Взошла луна, выскользнула из-под облака, не луна даже, а лишь малая ее частичка, острый бледно-желтый серпик, точно скибка недоспевшей дыни, и свет от него исходил слабый, немощный. Ядринцев встал и подошел к окну, долго всматриваясь в звездное небо. Звенящая тишина стояла вокруг, и мысли в этой тишине рождались отчетливые и неожиданные. Стараясь не стучать дверьми, чтобы не поднять весь дом на ноги, он спустился вниз, во двор, где темнота казалась еще плотнее, непрогляднее, отворил калитку и неторопливо, наугад, пошел к реке, обдавшей его знобящей свежестью. Вода аспидно чернела внизу, казалась близкой. Ядринцев сделал еще несколько осторожных, крадущихся шагов и остановился, чувствуя, почти физически ощущая стремительное движение под ногами… Земля летела. Или он сам летел? Звезды над головой совершали свой извечный танец. Обломок луны мчался сквозь редкие облака по какой-то странной, причудливой параболе… И не было сил прервать, остановить это кружение. Что он мог сделать? Желание быть сильным — естественная потребность человека. И Ядринцев не был исключением. Он, как и многие, хотел сделать мир лучше и чище — в этом видел смысл жизни. Однако подчас забывал о том, что хрупкое человеческое желание и грубая, жестокая действительность находятся в постоянном противоречии. Впрочем, нет, он этого ни на минуту не забывал, но всякий раз, сталкиваясь с действительностью, которой заправляли ненавистные ему Кондраты (так именовал он обобщенный тип людей всемогущих и ненасытных в своем стремлении к богатству и власти), всякий раз, сталкиваясь с грубой силой этих Кондратов, он терялся и негодовал. Мир виделся ему разъятым, разъединенным на две неравные части — добра и зла. Чего больше? И то и другое творили люди. «Так что же тогда такое человек? — спрашивал он себя. — Народ, современное общество… Неужто это чурбан, о котором и говорить не стоит, наше общество, не умеющее за себя постоять, обреченное на вечное молчание… И не проймешь его, не проймешь ни словом обличения, ни словами любви, ни мольбой и слезами… Оно молчит, не подавая никаких признаков жизни. Безжизненное общество… Это страшно! Нет, нет. А может, оно содержит и несет в себе нечто живое, ценное, скрытое глубоко?..»

Плывет над Сибирью ночь, долгая, томительная. И сквозь плотную, тяжелую, ощутимую тьму Ядринцев как бы пытается разглядеть, мысленно объять — и видит эту громадную, величественную страну, раскинувшуюся на тысячи и тысячи верст. Да будет благословенной эта земля! Что ее ждет? И что он, Ядринцев, может для нее сделать?
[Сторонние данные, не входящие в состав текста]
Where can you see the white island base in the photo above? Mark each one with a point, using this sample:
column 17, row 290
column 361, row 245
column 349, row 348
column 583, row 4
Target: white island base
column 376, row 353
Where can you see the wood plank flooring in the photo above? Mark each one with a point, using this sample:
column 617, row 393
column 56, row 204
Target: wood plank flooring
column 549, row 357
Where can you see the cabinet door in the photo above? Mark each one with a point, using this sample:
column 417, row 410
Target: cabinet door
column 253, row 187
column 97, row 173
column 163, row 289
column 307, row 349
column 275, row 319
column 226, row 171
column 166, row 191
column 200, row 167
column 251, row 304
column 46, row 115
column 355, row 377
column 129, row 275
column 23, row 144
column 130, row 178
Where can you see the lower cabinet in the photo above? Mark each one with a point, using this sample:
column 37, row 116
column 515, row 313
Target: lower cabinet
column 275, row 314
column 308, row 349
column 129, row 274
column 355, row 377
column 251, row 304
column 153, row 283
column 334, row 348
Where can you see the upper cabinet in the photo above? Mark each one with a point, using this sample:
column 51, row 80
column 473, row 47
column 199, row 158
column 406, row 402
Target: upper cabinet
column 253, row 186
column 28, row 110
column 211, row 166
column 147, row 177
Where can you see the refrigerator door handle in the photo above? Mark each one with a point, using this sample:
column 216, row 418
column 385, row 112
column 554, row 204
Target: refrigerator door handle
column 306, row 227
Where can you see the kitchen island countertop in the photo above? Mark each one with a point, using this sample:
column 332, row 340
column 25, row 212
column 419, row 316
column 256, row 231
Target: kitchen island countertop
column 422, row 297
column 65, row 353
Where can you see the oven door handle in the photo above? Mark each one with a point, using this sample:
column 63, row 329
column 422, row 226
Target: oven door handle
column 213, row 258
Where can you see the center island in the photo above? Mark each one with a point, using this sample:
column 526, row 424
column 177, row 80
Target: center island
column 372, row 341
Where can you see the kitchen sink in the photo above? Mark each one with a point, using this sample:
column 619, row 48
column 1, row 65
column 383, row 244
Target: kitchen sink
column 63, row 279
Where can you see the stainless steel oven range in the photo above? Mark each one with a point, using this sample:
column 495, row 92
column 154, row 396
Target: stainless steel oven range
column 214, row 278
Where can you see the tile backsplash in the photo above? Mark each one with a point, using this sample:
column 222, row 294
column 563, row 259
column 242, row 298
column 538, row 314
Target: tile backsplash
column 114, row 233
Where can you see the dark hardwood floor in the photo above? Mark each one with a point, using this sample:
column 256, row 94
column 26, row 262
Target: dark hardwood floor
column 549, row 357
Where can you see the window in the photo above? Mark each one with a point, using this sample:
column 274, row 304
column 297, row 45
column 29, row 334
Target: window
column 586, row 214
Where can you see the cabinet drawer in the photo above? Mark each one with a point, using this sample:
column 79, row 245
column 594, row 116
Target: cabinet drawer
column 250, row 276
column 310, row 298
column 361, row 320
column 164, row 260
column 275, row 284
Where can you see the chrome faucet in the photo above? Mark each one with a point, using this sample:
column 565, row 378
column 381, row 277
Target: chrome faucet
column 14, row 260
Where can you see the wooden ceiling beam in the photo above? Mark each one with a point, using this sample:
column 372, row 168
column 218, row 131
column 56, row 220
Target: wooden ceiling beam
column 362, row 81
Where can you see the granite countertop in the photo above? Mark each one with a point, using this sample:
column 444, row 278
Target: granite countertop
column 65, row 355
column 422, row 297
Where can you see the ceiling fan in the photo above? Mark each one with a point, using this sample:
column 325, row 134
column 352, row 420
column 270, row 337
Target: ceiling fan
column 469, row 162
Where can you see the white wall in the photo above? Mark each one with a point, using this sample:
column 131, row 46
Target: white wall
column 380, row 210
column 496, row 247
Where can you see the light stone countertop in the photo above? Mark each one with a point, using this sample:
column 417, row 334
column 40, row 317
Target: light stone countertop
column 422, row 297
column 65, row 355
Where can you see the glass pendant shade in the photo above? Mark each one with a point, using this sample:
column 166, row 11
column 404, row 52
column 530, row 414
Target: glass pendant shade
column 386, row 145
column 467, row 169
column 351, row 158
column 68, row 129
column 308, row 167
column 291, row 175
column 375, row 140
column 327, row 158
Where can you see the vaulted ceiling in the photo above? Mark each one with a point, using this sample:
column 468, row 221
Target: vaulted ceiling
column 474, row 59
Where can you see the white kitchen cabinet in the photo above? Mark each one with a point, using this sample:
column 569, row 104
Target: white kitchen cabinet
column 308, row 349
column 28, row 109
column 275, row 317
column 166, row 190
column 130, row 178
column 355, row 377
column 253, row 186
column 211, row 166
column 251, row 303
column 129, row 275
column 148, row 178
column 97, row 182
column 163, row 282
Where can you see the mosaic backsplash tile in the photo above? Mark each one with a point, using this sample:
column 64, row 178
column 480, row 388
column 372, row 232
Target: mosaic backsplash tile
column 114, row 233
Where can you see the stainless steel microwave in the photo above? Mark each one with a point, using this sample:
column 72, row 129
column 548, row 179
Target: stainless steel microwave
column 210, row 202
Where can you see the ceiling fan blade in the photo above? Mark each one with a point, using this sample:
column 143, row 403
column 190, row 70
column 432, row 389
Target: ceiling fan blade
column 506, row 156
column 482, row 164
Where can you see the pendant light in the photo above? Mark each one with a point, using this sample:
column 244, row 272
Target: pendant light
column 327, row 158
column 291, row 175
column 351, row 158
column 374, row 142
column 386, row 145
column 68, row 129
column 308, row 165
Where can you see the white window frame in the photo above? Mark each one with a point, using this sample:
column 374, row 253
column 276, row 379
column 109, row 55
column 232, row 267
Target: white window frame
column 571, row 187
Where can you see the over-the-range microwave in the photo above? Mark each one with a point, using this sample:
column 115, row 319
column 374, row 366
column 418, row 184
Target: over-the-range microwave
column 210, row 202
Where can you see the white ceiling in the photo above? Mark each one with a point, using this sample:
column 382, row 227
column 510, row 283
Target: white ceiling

«Мне чудится, — думает он, — что в ней где-то таится чистый источник жизни, где-то лежат заколдованные народные силы, где-то скрывается тайна грядущего… Тайна грядущего! Как его разгадать? И эта страна предстает предо мною неразгаданным, таинственным краем противоположностей и контрастов, — говорит он уже не себе, а кому-то другому, третьему, всем.

Страна мороза и тропического лета, страна, где нагоняется холод и задаются бани одновременно, страна светлого неба и мрачного существования, страна, где много хлеба и люди вымирают от голода, страна здорового воздуха и ужасных эпидемий, страна обильная серебром и золотом, но где казенные заводы идут в убыток, страна прекрасных природных путей и безобразных дорог… страна, где за расстоянием теряется человеческий стон… страна, в которой злоупотребления не составляют редкости… страна богатств, роскоши и истощения… страна надежд и отчаяния… красоты и безобразия — и тем не менее край непробужденных сил и загадочного будущего…» Хотелось понять эту загадку, приблизить будущее.

Перейти на страницу:

Похожие книги

Николай II
Николай II

«Я начал читать… Это был шок: вся чудовищная ночь 17 июля, расстрел, двухдневная возня с трупами были обстоятельно и бесстрастно изложены… Апокалипсис, записанный очевидцем! Документ не был подписан, но одна из машинописных копий была выправлена от руки. И в конце документа (также от руки) был приписан страшный адрес – место могилы, где после расстрела были тайно захоронены трупы Царской Семьи…»Уникальное художественно-историческое исследование жизни последнего русского царя основано на редких, ранее не публиковавшихся архивных документах. В книгу вошли отрывки из дневников Николая и членов его семьи, переписка царя и царицы, доклады министров и военачальников, дипломатическая почта и донесения разведки. Последние месяцы жизни царской семьи и обстоятельства ее гибели расписаны по дням, а ночь убийства – почти поминутно. Досконально прослежены судьбы участников трагедии: родственников царя, его свиты, тех, кто отдал приказ об убийстве, и непосредственных исполнителей.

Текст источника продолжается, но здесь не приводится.